— Отец Климентий пришли… Исповедался бы… А у тебя все пустяки на уме… — корила мужа Олена, не зная, куда деваться от стыда.
— Ис-по-ве-даться? — встрепенулся Иван.
— Ну да!.. Я уж и не помню, когда ты отведывал святого причастия… — неназойливо, без нажима проговорила Олена.
— А в чем исповедаться? — Хозяин неожиданно взглянул на дьячка, точно именно Сидорко Штым и должен был объяснить ему весь существующий порядок.
— Да в чем люди исповедуются? Ты в своем уме-то или уж без памяти? — Что и говорить, в трудное положение попала бедняжка Олена.
— У меня грехов нету! — произнес Иван с такой убежденностью, что можно было подумать: святой человек.
— Всякий, явившийся в этот мир, не только сам зачат в первородном грехе, но и для одного безгрешно не прожил… — спокойно, ни на кого не намекая, не желая унизить ничье достоинство и честь, принялся поучать отец Климентий.
Иван ни слова.
Поп умолк.
Теперь Сидор Штым и впрямь чувствовал себя не в своей тарелке.

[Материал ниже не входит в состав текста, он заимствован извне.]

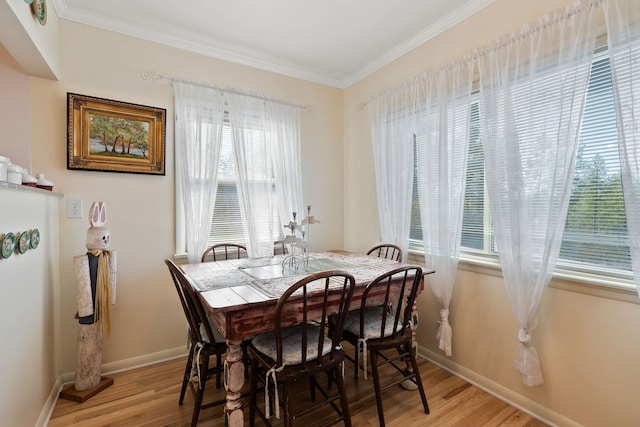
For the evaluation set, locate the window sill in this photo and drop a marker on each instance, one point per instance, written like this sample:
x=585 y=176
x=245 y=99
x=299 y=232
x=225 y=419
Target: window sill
x=583 y=283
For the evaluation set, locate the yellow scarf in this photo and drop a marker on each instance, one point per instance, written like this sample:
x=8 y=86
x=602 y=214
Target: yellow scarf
x=102 y=308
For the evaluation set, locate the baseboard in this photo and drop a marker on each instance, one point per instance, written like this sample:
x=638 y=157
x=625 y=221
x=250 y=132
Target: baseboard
x=47 y=409
x=107 y=369
x=134 y=362
x=516 y=400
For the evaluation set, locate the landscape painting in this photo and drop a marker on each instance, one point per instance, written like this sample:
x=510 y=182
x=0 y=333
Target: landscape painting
x=114 y=136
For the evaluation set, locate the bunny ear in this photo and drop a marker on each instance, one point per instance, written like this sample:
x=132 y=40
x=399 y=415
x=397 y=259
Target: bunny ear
x=94 y=214
x=103 y=213
x=98 y=214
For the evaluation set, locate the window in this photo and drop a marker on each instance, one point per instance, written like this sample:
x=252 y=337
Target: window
x=227 y=224
x=595 y=238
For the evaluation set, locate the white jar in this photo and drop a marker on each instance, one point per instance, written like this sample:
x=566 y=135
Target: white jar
x=44 y=183
x=14 y=174
x=4 y=163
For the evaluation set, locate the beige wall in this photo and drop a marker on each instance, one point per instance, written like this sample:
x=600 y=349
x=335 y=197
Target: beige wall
x=14 y=115
x=147 y=321
x=587 y=345
x=28 y=308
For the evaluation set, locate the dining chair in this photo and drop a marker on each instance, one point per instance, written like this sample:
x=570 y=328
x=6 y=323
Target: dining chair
x=374 y=330
x=204 y=344
x=295 y=352
x=386 y=250
x=279 y=248
x=223 y=251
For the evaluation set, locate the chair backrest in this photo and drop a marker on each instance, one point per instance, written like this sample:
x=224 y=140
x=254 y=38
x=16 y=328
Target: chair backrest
x=386 y=250
x=317 y=297
x=223 y=251
x=397 y=290
x=279 y=248
x=191 y=304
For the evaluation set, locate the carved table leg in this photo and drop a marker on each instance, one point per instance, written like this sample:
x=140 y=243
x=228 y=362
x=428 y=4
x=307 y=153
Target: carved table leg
x=233 y=382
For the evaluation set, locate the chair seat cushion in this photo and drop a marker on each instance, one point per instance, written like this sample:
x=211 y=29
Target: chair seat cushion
x=291 y=344
x=372 y=323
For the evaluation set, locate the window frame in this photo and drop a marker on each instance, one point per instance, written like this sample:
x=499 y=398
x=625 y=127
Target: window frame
x=574 y=276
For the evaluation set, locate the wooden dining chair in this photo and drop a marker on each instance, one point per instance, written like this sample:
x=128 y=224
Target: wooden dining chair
x=223 y=251
x=374 y=330
x=204 y=344
x=386 y=250
x=279 y=248
x=293 y=353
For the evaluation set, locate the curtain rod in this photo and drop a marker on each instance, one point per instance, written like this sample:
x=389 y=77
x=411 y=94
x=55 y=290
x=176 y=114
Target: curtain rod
x=154 y=77
x=550 y=19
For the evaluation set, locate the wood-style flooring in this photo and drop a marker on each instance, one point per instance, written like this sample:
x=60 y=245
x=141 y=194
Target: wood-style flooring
x=149 y=397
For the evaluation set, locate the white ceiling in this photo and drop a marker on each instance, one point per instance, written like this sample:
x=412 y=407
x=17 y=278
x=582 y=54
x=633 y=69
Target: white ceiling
x=333 y=42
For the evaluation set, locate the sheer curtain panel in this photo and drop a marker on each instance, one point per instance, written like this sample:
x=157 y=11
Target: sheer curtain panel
x=392 y=131
x=623 y=35
x=199 y=119
x=266 y=145
x=442 y=137
x=532 y=93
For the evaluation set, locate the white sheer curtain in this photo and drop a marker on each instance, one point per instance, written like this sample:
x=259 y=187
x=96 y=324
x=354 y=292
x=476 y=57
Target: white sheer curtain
x=287 y=161
x=199 y=119
x=623 y=39
x=392 y=131
x=443 y=117
x=532 y=93
x=263 y=132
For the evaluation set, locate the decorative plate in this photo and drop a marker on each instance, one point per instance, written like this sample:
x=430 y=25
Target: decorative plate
x=24 y=241
x=35 y=238
x=39 y=9
x=7 y=245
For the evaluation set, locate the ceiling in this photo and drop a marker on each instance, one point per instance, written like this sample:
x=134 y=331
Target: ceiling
x=332 y=42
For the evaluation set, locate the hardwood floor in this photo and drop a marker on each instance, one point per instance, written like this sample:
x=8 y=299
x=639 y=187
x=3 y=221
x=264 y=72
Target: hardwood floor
x=149 y=397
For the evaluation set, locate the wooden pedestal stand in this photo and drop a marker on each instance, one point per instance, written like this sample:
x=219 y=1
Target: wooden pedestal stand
x=70 y=392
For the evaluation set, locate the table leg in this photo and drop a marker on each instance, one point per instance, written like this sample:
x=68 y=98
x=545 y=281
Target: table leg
x=408 y=384
x=233 y=382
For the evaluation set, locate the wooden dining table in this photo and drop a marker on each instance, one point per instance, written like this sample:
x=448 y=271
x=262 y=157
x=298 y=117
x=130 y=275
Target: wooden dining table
x=240 y=297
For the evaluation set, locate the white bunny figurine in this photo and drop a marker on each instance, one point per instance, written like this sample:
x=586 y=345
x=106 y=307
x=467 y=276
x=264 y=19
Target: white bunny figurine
x=95 y=274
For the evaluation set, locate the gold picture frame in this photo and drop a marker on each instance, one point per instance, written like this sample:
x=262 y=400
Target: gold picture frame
x=114 y=136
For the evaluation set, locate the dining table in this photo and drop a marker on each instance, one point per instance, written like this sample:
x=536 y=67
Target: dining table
x=240 y=297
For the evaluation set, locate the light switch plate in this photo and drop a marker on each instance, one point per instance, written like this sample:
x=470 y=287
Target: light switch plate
x=74 y=208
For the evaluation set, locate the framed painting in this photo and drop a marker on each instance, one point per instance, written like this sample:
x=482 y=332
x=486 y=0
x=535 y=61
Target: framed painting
x=114 y=136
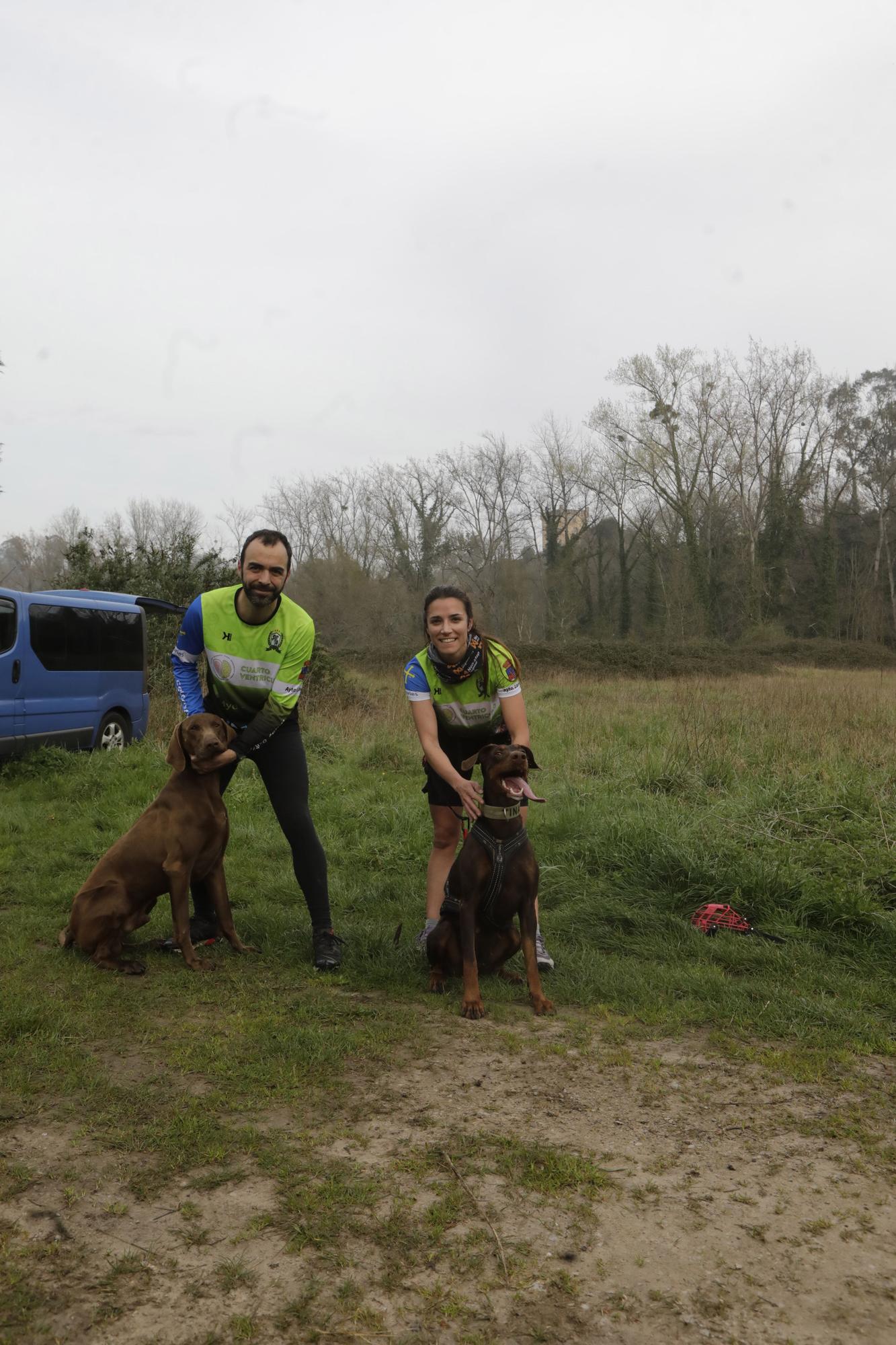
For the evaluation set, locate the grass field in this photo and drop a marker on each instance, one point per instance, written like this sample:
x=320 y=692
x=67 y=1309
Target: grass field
x=771 y=793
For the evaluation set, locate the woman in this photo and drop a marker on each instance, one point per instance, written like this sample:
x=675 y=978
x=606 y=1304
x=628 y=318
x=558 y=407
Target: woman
x=464 y=692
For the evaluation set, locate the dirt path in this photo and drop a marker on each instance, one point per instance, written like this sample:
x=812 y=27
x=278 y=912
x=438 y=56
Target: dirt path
x=513 y=1188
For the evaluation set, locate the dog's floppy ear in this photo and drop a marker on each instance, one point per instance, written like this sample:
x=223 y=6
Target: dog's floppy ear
x=175 y=751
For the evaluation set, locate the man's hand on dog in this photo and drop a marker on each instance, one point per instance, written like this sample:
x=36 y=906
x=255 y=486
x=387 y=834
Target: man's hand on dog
x=214 y=763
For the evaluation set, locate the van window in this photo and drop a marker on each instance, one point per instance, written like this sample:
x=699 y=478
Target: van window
x=80 y=640
x=7 y=625
x=120 y=642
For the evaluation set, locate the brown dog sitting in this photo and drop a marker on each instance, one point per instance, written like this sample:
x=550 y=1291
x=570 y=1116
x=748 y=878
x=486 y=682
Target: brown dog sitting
x=182 y=835
x=494 y=879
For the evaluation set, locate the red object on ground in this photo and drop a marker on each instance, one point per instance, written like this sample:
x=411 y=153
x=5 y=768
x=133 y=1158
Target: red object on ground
x=715 y=917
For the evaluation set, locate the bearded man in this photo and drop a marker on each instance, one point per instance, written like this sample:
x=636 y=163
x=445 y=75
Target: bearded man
x=257 y=646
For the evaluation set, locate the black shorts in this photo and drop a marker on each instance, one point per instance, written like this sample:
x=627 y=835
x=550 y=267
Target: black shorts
x=456 y=750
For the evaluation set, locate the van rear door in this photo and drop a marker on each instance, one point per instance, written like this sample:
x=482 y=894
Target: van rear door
x=11 y=701
x=61 y=673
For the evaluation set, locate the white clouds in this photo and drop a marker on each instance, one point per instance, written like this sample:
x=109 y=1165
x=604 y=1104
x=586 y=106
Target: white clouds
x=326 y=232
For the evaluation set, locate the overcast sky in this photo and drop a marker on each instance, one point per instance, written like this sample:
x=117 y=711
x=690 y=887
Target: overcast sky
x=243 y=243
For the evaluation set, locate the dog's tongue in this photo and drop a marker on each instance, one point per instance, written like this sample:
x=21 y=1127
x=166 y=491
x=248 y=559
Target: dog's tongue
x=517 y=782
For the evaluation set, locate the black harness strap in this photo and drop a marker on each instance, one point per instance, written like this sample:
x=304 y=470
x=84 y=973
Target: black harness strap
x=499 y=853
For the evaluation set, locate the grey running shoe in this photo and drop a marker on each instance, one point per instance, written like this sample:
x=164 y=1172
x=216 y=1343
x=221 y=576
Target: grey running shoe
x=204 y=929
x=542 y=957
x=327 y=950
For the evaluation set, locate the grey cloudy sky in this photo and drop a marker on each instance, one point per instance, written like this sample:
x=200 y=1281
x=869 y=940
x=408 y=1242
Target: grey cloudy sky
x=249 y=243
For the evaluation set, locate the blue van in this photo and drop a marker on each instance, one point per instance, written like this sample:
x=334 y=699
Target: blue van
x=73 y=669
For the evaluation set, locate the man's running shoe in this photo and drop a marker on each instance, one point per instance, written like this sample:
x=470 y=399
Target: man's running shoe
x=204 y=930
x=542 y=957
x=327 y=950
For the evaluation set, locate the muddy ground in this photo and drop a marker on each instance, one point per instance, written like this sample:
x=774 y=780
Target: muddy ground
x=512 y=1188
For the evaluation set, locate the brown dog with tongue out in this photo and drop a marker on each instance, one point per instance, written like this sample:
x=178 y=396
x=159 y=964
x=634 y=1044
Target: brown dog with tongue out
x=494 y=879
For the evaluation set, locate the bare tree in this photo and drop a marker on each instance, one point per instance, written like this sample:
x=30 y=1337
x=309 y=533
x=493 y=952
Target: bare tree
x=489 y=512
x=673 y=445
x=775 y=426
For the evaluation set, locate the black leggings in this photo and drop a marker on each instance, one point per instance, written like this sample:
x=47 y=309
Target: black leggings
x=282 y=762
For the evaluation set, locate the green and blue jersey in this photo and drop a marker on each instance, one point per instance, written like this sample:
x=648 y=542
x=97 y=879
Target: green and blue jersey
x=464 y=709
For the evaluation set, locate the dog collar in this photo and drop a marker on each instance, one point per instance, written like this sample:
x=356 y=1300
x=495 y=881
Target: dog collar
x=489 y=810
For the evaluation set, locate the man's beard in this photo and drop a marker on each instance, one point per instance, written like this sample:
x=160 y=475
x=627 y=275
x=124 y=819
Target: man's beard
x=260 y=599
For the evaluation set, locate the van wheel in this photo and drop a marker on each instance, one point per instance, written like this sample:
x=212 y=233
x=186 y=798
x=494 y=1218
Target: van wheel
x=115 y=734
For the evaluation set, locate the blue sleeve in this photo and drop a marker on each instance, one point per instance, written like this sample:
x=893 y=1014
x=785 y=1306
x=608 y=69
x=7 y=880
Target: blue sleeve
x=416 y=685
x=185 y=660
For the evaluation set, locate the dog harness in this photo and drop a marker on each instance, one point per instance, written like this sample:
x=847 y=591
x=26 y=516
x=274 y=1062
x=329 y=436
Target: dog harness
x=499 y=852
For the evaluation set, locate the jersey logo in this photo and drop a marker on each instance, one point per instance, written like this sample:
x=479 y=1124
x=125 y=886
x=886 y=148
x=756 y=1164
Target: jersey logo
x=224 y=669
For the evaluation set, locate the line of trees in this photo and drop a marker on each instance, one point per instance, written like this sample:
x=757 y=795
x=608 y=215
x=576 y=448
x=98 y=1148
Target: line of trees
x=712 y=497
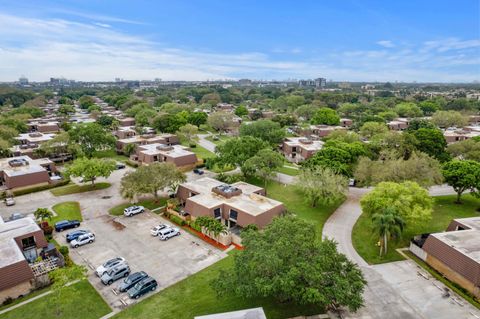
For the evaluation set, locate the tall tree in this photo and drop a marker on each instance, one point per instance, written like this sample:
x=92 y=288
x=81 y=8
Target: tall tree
x=91 y=137
x=91 y=168
x=322 y=185
x=410 y=201
x=286 y=261
x=462 y=176
x=387 y=224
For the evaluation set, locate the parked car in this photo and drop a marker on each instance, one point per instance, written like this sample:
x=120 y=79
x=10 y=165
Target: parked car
x=120 y=271
x=198 y=171
x=133 y=210
x=84 y=239
x=131 y=280
x=9 y=201
x=142 y=287
x=66 y=224
x=167 y=233
x=106 y=266
x=75 y=234
x=156 y=230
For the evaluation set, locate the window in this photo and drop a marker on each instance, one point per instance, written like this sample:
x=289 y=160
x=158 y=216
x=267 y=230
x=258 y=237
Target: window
x=28 y=242
x=217 y=213
x=233 y=214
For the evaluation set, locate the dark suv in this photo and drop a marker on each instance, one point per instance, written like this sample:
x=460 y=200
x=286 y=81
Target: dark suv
x=132 y=280
x=142 y=287
x=66 y=224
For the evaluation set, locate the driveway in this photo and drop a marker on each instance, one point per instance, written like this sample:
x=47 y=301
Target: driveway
x=168 y=262
x=394 y=290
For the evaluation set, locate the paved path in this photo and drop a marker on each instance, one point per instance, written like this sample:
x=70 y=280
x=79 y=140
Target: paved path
x=394 y=290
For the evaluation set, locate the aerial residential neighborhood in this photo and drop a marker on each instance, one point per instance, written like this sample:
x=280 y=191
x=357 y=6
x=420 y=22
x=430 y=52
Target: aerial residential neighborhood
x=240 y=160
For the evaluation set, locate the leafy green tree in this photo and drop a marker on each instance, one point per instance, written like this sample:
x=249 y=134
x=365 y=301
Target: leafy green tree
x=91 y=168
x=263 y=164
x=412 y=202
x=197 y=118
x=462 y=176
x=91 y=137
x=241 y=110
x=370 y=129
x=387 y=224
x=468 y=149
x=326 y=116
x=419 y=168
x=188 y=132
x=43 y=214
x=286 y=261
x=445 y=119
x=322 y=185
x=266 y=130
x=237 y=150
x=86 y=101
x=432 y=142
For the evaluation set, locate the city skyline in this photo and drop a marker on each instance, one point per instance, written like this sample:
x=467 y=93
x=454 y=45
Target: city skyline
x=371 y=41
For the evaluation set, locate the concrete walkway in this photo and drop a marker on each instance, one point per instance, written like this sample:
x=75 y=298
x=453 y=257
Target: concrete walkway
x=394 y=290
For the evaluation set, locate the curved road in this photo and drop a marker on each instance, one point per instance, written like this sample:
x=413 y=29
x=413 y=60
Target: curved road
x=394 y=290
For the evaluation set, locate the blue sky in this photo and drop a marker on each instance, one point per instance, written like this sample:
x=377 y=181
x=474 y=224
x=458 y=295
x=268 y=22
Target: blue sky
x=424 y=41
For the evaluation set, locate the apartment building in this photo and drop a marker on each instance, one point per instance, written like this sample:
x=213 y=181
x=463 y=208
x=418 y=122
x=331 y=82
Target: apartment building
x=297 y=149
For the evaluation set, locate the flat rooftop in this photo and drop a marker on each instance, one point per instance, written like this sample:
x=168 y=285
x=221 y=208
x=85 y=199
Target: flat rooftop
x=9 y=251
x=171 y=151
x=248 y=201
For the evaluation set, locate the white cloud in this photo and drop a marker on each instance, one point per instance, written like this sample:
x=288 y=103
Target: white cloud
x=386 y=44
x=43 y=48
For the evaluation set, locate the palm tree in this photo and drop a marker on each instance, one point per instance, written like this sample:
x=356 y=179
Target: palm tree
x=387 y=224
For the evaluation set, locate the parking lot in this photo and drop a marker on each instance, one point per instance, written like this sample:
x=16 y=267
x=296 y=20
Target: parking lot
x=129 y=237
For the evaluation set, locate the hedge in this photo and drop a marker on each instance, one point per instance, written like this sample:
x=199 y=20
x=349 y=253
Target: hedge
x=40 y=188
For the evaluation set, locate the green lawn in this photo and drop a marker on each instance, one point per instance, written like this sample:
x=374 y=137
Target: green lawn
x=444 y=211
x=79 y=300
x=75 y=188
x=67 y=210
x=147 y=203
x=295 y=202
x=289 y=170
x=110 y=154
x=193 y=296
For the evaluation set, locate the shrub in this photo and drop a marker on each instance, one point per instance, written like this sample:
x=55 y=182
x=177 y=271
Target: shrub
x=177 y=220
x=64 y=251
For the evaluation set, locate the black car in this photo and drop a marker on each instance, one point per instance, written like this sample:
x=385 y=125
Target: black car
x=66 y=224
x=131 y=280
x=142 y=287
x=75 y=234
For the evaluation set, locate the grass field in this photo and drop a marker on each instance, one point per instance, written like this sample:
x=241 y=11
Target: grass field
x=79 y=300
x=288 y=170
x=147 y=203
x=193 y=296
x=444 y=211
x=74 y=188
x=67 y=210
x=110 y=154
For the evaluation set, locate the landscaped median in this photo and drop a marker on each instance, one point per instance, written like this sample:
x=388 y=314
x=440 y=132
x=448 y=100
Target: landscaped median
x=150 y=204
x=365 y=240
x=79 y=300
x=66 y=210
x=75 y=188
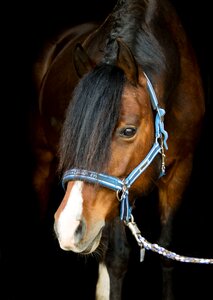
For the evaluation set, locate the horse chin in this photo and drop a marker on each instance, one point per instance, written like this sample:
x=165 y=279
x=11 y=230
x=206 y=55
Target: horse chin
x=85 y=247
x=93 y=245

От молодецкой удали и самодовольной заносчивости не осталось и следа.
Бедная Олена готова была провалиться сквозь землю.
— Расскажите-ка мне лучше, духовный отец, что делается на белом свете, — попросил Иван. — Вы газеты читаете, радио слушаете, телевизор смотрите.
— Всю-то жизнь тебе политика не давала покою. Вот и ныне думаешь не об очищении от греха, не о спасении души — нет, опять-таки голова твоя забита этой политикой. Отец Климентий — человек духовного звания, ему до политики дела нет… — сердилась Олена на своего Ивана.
Иван поднял руку.
— Куда ни кинь, везде политика!..
— А всякая политика — брехня и жульничество! — будто очнувшись, изрек Сидор Штым.
— Нет, бывает и честная! — возразил Иван.
— Отец духовный с дьяком, не жалея трудов своих, творили молитву, чтобы тебя отпустило… — не могла успокоиться хозяйка.
— Эх, жена моя милая, знаю я, все знаю… Отпустит меня… Уж недолго тебе ждать, потерпи!.. Скоро совсем отпустит… — отвечал Иван убежденно и с такой глубокой печалью, с такой болью, которая сейчас же передалась присутствующим.
Сидор Штым, незаметно взяв с табурета чемодан с необходимыми для моления принадлежностями, попятился к двери.
Собрался уходить и отец Климентий. Постоял молча у порога, взглядом прощаясь с Иваном. Видно, много — ох много! — мог бы он сказать больному. И не было бы в его словах ни тени упрека или осуждения, не было бы ни наставлений, ни поучений. Может, сказал бы Ивану, что ошибся он, ступил в сторону, отошел — только и всего… А впрочем, как знать, справедливо ли это! И отец Климентий стоял в полумраке у двери и смотрел на лицо мастера, освещенное лучами ясного холодного солнца, клонившегося к закату. Казалось, в Иване воплотилось сейчас все человеческое достоинство, все самообладание. Никогда еще отцу Климентию не приходилось видеть ничего подобного. Это граничит со святостью, подумал он.
Иван тоже смотрел на священника. Стоя в тени у двери, духовный отец как бы таял, расплывался, только свободно опущенная рука его была почему-то непомерно большой. Очень большой. И белой-белой…
Но не одну лишь большую белую руку отца Климентия видел Иван в сумерках у дверей своей хаты. Иван видел себя на широком плацу, слева и справа строились обмундированные, вымуштрованные его товарищи, звучала громкая команда, звенели шпоры офицера, шедшего отдавать рапорт, приближался преподобный отец с черными нашивками майора. Усеянное цветами, залитое солнцем поле, окаменевшие ряды солдат с остановившимся взглядом и выпяченной грудью, черные жерла пушек, сооруженная из зеленых веток чудная часовенка и короткий молебен… и слова, благословляющие их убивать и умирать за цесаря… Поп — офицер махнул кропилом в сторону солдат, махнул в сторону пушек, лошадей, повозок, большой белой рукой начертал крест на все четыре стороны света, точно повсюду слал погибель и смерть.
Иван смежил веки.
— Вашего мужа еще рано исповедовать!.. — промолвил поп неприязненно, когда Олена вышла за ним на крыльцо.
Хозяйка на минуту задумалась.
— Сказал, чтобы, как помрет, я для себя священника позвала… а для детей музыку… — стала она оправдываться, вся охваченная стыдом и смущением, столь серьезной казалась ей ее вина перед священнослужителем.
Поп стоял на ступеньках. Смотрел на далекий светлый горизонт. Когда на пологие невысокие горы падали угасающие лучи солнца, чудилось, будто горы смыкаются с небом.